The most important commodities in Classical Athens came from farming and fishing. But as the city expanded, a whole host of other professions came to the fore, and depending on how important they were to the polis, developed their own forms of organisation. As with farming, there was no exchange of surplus produce: as a rule an order was placed for a specific number of items and anything left over was on offer to the slaves.

The main businesses were the pottery workshops, bronze foundries and tanneries. Businesses (with the exception of the Lavrion mines) were in the hands of private individuals, mainly metics, and the work force came from all social groups.

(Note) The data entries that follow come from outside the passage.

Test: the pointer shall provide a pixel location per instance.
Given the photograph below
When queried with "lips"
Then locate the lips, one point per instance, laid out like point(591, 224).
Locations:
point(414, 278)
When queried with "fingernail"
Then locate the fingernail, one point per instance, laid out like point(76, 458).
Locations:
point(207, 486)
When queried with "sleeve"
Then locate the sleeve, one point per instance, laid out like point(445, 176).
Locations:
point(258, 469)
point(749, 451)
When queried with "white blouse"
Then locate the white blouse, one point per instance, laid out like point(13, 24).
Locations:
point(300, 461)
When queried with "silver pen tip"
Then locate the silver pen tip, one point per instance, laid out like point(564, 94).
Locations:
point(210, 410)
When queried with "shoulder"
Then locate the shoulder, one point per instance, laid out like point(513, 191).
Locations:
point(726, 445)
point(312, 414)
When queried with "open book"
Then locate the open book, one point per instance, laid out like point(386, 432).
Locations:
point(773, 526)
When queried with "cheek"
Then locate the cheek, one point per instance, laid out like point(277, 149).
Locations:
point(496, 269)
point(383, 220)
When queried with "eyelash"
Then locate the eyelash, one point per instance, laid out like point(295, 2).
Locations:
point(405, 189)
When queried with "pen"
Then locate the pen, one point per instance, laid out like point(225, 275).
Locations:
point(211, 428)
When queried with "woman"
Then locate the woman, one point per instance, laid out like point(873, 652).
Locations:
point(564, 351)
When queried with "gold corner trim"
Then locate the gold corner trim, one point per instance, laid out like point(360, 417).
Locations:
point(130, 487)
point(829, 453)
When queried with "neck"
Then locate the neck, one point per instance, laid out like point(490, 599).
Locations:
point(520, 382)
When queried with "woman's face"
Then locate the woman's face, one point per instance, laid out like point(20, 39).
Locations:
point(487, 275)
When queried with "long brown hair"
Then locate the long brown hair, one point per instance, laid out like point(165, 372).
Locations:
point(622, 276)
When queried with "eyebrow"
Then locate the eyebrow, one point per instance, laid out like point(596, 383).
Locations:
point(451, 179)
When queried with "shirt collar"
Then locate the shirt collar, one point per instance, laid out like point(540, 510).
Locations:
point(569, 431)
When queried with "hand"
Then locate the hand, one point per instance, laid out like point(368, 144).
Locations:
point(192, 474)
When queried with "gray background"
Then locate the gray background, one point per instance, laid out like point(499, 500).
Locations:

For public buildings and other public works, a large number of labourers was engaged, with a variety of skills. The state required those in charge of a job to submit a detailed report on its progress, and from these reports we can get some idea of how work was organised. The work was broken down into smaller tasks and those in charge parcelled out the tasks to individual builders or carpenters, whether Athenians or metics. These individuals then completed the job, working side by side with their slaves. The procedure followed in the case of private construction would have been much the same.

The bulk of commodities produced - above all, olive oil and wine - was taken up by the export trade. Oil and wine were transported in jars (which boosted jar production). But there were other important exports too, such as painted pottery and metalwork.

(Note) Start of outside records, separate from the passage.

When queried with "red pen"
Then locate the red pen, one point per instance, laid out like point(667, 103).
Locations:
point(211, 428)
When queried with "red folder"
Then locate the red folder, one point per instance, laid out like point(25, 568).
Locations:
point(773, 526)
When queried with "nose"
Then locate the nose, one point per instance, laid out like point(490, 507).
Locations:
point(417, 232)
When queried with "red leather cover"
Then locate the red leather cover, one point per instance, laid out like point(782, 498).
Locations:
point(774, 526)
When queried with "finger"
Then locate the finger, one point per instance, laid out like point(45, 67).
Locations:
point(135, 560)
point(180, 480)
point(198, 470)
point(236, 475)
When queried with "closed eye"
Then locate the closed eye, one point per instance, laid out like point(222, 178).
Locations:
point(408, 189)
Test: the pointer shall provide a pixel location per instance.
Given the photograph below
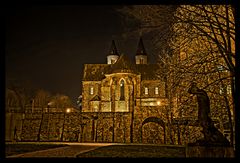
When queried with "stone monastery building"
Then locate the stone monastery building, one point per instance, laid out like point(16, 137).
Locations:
point(123, 100)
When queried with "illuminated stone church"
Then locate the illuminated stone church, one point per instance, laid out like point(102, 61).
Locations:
point(121, 98)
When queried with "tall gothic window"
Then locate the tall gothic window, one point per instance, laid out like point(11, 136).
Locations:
point(146, 90)
point(91, 90)
point(122, 90)
point(156, 91)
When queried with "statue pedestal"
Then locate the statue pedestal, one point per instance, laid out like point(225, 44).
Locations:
point(209, 151)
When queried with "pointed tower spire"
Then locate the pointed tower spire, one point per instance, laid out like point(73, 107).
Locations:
point(113, 55)
point(141, 55)
point(141, 50)
point(113, 49)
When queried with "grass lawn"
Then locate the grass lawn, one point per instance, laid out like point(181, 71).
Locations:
point(136, 151)
point(13, 149)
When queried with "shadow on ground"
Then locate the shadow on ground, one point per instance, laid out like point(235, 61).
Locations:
point(135, 151)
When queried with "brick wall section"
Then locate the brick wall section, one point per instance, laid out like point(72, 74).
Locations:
point(100, 127)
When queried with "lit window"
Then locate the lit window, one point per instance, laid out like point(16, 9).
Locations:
point(229, 89)
point(112, 61)
point(146, 90)
point(122, 90)
point(91, 90)
point(221, 90)
point(156, 91)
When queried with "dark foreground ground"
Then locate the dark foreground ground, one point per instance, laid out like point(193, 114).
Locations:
point(93, 150)
point(135, 151)
point(14, 149)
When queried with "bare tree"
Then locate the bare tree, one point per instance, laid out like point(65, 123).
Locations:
point(192, 43)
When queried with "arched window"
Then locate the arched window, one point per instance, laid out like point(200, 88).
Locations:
point(146, 90)
point(122, 90)
point(156, 91)
point(91, 90)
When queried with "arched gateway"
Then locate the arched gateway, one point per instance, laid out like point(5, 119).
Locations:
point(154, 120)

Everything was produced manually, which provided an enormous number of jobs. Yet production continued to be undervalued in relation to agriculture. The reason is not hard to find; the Athenian economy was chiefly based on farming. Farming implies farmland, and nobody except a citizen could own land. Athenian citizens working as craftsmen came from the economically less powerful classes, and were those who profited most directly from the Athenian boom. What a citizen did for a living might not matter very much to the city as a whole, but it was crucial to his social status; the Athenians used the contemptuous adjective 'banausic' to describe the craftsmen.